Neural Radiance Fields (NeRF) is a popular neural expression for novel view synthesis. By querying spatial points and view directions, a multilayer perceptron (MLP) can be trained to output the volume density and radiance at each point, which lets us render novel views of the scene. The original NeRF and its recent variants, however, target opaque scenes dominated by diffuse reflection surfaces and cannot handle complex refractive surfaces well. We introduce NeRFrac to realize neural novel view synthesis of scenes captured through refractive surfaces, typically water surfaces.
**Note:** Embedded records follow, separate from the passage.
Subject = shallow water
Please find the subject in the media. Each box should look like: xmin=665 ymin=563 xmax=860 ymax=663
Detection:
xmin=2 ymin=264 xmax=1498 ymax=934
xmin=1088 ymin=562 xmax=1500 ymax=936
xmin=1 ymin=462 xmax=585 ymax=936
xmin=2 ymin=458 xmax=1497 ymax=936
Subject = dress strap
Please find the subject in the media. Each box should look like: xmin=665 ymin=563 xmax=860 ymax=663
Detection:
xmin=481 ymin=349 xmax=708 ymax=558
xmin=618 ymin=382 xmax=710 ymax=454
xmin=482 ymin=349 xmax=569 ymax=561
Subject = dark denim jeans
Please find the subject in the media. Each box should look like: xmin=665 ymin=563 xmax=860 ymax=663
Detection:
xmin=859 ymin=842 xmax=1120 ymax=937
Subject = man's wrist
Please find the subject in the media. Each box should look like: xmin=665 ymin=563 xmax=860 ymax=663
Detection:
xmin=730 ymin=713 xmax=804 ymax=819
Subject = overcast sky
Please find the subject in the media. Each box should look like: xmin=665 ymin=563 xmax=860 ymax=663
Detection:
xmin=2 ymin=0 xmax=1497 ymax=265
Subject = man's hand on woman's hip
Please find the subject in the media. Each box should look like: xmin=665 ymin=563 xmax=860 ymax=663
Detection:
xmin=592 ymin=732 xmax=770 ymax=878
For each queried ray, an MLP-based Refractive Field is trained to estimate the distance from the ray origin to the refractive surface. A refracted ray at each intersection point is then computed by Snell's Law, given the input ray and the approximated local normal. Points of the scene are sampled along the refracted ray and are sent to a Radiance Field for further radiance estimation. We show that from a sparse set of images, our model achieves accurate novel view synthesis of the scene underneath the refractive surface and simultaneously reconstructs the refractive surface. We evaluate the effectiveness of our method with synthetic and real scenes seen through water surfaces. Experimental results demonstrate the accuracy of NeRFrac for modeling scenes seen through wavy refractive surfaces.